No es bueno que endiosemos a nadie; que encumbremos a ninguna persona; que obedezcamos
ciegamente la voz de otros hombres; que
digamos que pertenecemos a éste o a aquél…
Porque los “pastores” humanos se pueden equivocar o desorientarse; es
posible que favorezcan a una parte del rebaño y castiguen a otra; que fomenten
más división que unidad, si entienden que esta es igual a uniformidad.
Sólo queremos y debemos seguirle a Él: porque es el único que no desea que
seamos borregos; que nos conoce y ama a cada cual, con su grandeza y sus
tropiezos; que no busca reconocimientos ni dignidades, sino que cada una de sus
ovejas tenga vida en abundancia…
Los demás, sí, podemos ser mediaciones para un hermano; podemos orientarnos
unos a otros, ayudarnos a ir más allá de las realidades más próximas o locales…
pero sin perder nunca de vista el criterio del Evangelio.
Por eso es tan necesario que aprendamos, que nos formemos, que amueblemos
nuestra fe, igual que hacemos con la cabeza; para poder discernir, para darnos
cuenta y distinguir, lo que nos lleva a Dios y al hermano de lo que no.
Cristo es pastor porque supedita su propia vida a la del rebaño; se pone a
su servicio y desde ahí, desde su “amor arrodillado”, guía nuestros corazones.

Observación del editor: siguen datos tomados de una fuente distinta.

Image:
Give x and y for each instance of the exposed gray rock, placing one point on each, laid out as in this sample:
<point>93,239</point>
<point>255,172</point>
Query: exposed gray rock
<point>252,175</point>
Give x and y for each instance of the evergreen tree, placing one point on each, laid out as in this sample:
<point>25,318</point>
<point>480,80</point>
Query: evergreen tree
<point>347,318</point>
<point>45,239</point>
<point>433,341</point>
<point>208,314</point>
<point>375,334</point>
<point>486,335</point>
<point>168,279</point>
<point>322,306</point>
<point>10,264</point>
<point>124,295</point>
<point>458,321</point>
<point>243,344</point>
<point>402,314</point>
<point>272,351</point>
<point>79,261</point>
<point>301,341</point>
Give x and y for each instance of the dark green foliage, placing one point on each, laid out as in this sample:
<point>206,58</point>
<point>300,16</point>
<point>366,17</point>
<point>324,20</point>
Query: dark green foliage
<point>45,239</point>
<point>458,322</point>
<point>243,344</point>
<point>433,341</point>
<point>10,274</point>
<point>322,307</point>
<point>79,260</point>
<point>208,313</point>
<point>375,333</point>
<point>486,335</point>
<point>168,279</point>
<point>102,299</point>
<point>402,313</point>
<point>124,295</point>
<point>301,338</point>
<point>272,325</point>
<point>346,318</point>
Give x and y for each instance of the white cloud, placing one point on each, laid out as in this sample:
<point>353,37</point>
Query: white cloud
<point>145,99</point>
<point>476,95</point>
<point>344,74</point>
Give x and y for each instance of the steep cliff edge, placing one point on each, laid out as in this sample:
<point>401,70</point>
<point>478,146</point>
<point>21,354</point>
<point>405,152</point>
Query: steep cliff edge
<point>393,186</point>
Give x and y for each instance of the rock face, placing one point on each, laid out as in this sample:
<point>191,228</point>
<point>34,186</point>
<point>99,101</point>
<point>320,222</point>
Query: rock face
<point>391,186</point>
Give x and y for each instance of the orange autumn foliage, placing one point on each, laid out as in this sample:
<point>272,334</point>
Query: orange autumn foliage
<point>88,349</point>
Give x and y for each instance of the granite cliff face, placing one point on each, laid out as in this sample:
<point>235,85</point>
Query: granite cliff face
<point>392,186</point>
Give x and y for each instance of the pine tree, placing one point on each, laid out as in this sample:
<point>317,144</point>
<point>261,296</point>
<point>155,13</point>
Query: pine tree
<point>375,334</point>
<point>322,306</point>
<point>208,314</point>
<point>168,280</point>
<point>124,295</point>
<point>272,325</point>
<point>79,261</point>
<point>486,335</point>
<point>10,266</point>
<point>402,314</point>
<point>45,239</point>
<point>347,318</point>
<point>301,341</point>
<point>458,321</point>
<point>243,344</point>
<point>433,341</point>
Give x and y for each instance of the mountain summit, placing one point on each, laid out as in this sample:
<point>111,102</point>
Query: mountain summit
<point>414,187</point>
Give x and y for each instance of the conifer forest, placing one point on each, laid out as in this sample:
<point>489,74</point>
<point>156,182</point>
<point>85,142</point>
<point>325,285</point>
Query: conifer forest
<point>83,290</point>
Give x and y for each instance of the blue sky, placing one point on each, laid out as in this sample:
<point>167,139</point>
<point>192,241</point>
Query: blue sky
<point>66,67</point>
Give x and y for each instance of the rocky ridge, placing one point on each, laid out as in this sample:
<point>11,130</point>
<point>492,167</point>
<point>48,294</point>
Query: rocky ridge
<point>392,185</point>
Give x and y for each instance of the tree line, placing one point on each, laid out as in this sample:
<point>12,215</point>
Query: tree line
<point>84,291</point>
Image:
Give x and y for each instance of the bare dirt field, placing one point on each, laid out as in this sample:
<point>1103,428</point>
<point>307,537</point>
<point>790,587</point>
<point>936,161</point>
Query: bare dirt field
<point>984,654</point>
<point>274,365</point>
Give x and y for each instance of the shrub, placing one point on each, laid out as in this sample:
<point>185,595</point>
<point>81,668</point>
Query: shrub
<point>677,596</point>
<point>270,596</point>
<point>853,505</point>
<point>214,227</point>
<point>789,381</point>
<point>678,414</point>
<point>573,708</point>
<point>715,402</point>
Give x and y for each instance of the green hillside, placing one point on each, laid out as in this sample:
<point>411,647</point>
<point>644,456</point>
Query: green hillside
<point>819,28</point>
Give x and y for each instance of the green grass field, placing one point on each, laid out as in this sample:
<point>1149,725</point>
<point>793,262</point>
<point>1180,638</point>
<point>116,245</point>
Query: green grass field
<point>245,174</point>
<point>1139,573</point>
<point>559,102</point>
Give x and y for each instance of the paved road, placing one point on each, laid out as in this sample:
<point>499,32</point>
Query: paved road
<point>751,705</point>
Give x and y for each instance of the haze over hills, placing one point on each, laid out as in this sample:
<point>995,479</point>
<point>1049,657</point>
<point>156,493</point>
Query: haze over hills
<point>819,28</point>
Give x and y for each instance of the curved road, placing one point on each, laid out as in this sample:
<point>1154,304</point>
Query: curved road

Y precisamente esa es la senda a seguir, el camino que nos conduce –a toda
la humanidad- a las praderas más verdes y a las fuentes de la vida verdadera:
servir, darse, amar…
Mis ovejas escuchan mi voz, y yo las
conozco, y ellas me siguen, y yo les doy la vida eterna; no perecerán para
siempre, y nadie las arrebatará de mi mano. (Jn, 10)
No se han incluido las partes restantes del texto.